- Start by reading Severe Flooding on the Colorado Front Range to learn about the September 2013 event.
- Become an expert on your topic by researching online. Check out the questions and topics related to your topic below.
- Meet with your group and prepare to make a presentation about your topic and what you learned. Remember to include:
- What your topics is
- The information you found
- Your interpretation of the information you found
- Where you found information
- Why it’s important
- You will be responsible for presenting your findings to the rest of the class. Your presentation should be 3-5 minutes long.
Topic 1: Tell us the numbers.
Numbers can be compelling. So what were the storm totals and how can you compare that to something that your audience can understand? What are the normal rainfall and stream flow amounts for September in Colorado? What do the numbers mean (i.e. what’s an inch, a foot, an acre-foot, how much does a gallon weigh)? To get started, take a look at Record Rainfall. To get a sense of whether the rainfall was unusual, check out the rainfall totals listed at Heavy Precipitation: Extreme Events (NOAA National Climatic Data Center).

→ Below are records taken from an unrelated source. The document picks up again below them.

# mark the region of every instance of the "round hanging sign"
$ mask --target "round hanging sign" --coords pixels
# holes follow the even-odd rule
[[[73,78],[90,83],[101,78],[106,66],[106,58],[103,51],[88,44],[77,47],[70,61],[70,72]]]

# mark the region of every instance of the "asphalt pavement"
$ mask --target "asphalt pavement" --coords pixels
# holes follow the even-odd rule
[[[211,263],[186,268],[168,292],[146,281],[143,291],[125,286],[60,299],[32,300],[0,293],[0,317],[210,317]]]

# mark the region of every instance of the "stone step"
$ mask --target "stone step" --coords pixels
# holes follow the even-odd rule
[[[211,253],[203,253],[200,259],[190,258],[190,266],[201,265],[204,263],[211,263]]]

Topic 2: Tell us their stories.
There were many stories about people and community impacts during the floods. What were some of the local, state and federal impacts? Give examples of different impacts and at least one case story of a person or family’s experience. Use Google to research local reporting on the floods. Compare the sources and their points of view.
Topic 3: Tell us how it compares.
We know whether something is normal or not by comparing an event to past events. We know that much of the Front Range of Colorado lies in a floodplain, but how do the floods of 2013 compare to floods of the past? Choose at least two other floods to compare. The Colorado Historic Floods webpage is a good place to start your research.
Topic 4: Tell us the sequence of events.
The floods did not happen all in one day, there were many events that happened over the course of about a week. Make a timeline of events and give explanations for those events. The Flood Timeline webpage is a good place to start your research.
Topic 5: Tell us about the weather.
Was the storm forecasted? What were the weather events that led to the flood? Report the meteorological events that led to the flood. Use visual aids or drawings when possible. Make sure to find definitions of weather terms to explain to your audience. The Storm Meteorology webpage is a good place to get started.
Topic 6: Tell us about future concerns
There are people who say that climate change could have contributed to the rainfall event that led to these floods. What does this mean? How could changing the atmosphere change weather? Check out this NASA Earth Observatory climate change article to get started with your research and their article about the impact of climate change on natural disasters.